Sonntag, 25. Oktober 2015, 09:15

Hallo Tom,

der Schaden findet tatsächlich auf verschiedenen Ebenen statt. Das Fernsehen ist eines der vielen Bausteine warum die 'Liebe der meisten erkalten wird'.
Eines der Geheimnisse menschlicher Interaktionen ist durch die Hirnforschung durch die Entdeckung der sog.Spiegelneuronen aufgedeckt worden.
Sie dienen zum Reflektieren von Emotionen und lösen im Miteinander Resonanzerscheinungen aus. Realistisches Erleben findet damit auch vor dem Fernseher statt, nämlich wenn wir Dinge nur beobachten. Wir hatten das schon mal in einem anderen Thread angesprochen. Das Gehirn reagiert auf das Gesehene, als ob es selber erleben würde.

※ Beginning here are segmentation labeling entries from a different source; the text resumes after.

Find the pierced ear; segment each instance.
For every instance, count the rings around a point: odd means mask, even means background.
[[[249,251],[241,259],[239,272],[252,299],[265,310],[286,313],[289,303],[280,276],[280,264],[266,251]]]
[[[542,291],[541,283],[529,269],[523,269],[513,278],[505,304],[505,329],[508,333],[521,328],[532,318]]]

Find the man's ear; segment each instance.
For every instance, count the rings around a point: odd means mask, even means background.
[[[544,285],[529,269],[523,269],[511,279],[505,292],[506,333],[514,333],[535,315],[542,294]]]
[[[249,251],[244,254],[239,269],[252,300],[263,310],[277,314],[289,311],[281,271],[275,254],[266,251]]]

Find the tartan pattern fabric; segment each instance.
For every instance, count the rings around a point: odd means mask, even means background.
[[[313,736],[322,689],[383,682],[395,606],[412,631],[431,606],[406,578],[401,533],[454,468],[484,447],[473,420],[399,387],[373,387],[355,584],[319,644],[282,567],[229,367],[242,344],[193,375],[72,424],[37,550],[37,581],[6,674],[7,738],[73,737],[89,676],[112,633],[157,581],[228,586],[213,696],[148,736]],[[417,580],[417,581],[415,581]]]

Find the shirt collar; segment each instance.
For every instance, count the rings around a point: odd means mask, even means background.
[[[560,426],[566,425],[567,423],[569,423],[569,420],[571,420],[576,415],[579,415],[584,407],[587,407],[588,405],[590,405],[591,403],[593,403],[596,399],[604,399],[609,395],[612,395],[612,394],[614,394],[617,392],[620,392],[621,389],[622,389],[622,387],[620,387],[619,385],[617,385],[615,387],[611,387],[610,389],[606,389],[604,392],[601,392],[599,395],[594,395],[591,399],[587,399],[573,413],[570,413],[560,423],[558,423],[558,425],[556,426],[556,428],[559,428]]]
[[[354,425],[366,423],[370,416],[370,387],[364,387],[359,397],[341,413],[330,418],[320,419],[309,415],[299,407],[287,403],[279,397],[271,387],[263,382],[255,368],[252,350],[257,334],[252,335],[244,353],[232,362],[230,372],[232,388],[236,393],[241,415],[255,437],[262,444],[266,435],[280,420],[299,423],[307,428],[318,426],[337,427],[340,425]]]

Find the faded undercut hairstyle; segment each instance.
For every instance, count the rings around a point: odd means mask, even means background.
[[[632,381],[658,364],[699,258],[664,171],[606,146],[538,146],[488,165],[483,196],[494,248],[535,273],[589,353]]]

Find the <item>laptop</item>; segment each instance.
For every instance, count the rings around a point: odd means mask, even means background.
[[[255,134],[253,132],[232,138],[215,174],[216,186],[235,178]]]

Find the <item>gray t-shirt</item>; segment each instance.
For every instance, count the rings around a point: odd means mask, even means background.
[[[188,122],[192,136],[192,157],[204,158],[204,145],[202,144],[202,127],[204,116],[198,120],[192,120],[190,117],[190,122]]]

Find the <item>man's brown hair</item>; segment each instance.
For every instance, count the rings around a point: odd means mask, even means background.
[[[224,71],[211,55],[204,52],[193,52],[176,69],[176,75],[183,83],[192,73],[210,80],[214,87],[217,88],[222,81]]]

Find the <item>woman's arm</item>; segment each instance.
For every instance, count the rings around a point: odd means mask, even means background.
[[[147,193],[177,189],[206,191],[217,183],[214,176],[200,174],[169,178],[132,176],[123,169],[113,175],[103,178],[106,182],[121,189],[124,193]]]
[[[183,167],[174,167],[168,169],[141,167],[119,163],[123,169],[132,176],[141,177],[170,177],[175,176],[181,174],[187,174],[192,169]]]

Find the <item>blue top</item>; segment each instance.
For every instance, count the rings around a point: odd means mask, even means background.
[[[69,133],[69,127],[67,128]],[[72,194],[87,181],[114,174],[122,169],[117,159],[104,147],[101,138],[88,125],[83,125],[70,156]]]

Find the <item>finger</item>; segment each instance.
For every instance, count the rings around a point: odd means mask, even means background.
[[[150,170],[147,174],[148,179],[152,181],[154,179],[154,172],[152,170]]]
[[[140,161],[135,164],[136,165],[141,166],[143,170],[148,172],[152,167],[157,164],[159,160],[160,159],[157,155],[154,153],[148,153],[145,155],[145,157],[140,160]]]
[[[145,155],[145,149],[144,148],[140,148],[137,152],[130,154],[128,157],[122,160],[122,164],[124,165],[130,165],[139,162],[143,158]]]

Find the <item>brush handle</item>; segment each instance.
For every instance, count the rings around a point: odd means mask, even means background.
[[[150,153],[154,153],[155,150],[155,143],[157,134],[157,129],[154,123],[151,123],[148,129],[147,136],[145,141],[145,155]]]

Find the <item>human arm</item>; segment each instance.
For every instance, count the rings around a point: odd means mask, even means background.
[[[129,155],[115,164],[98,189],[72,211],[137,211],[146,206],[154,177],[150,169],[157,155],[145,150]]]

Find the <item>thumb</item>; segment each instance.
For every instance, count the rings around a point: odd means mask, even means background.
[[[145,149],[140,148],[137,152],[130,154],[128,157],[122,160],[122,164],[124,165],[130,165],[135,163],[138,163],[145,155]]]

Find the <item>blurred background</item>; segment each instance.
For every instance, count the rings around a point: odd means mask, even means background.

Es ist ein Reiz-Reaktions-Mechanismus. Die Problematik liegt damit auf der Hand, denn was immer wir uns ansehen, es geht in unsere Erfahrungen über.
Ein absolut ernstes Problem, denn Erfahrungen müssen verarbeitet werden. Und es ist nicht dosisabhängig, nur unsere psychologischen Reaktionen werden sich verändern.
Für Kinder, die ihre neurologische Vollvernetzung noch vor sich haben, ein gewaltiges Manko, denn es können ohne weiteres Entwicklungsstörungen durch Fernsehkonsum auftreten. Aber auch Erwachsene sind in einem Dilemma, denn die gesehenen Szenen und die damit transportierten Botschaften haben ja eine Kaskade von körperlich-geistigen Reaktionen ausgelöst. Der Verstand sagt, alles nur Schein, das Gehirn empfindet Realität. Das bedeutet, eine Seite muß gedämpft werden. Der Effekt ist Gewöhnung und Abstumpfung - ein weiteres Problem. Und tatsächlich, was man dem Zuschauer heute in den Filmen zumutet, wäre noch vor einigen Jahren gar nicht möglich gewesen.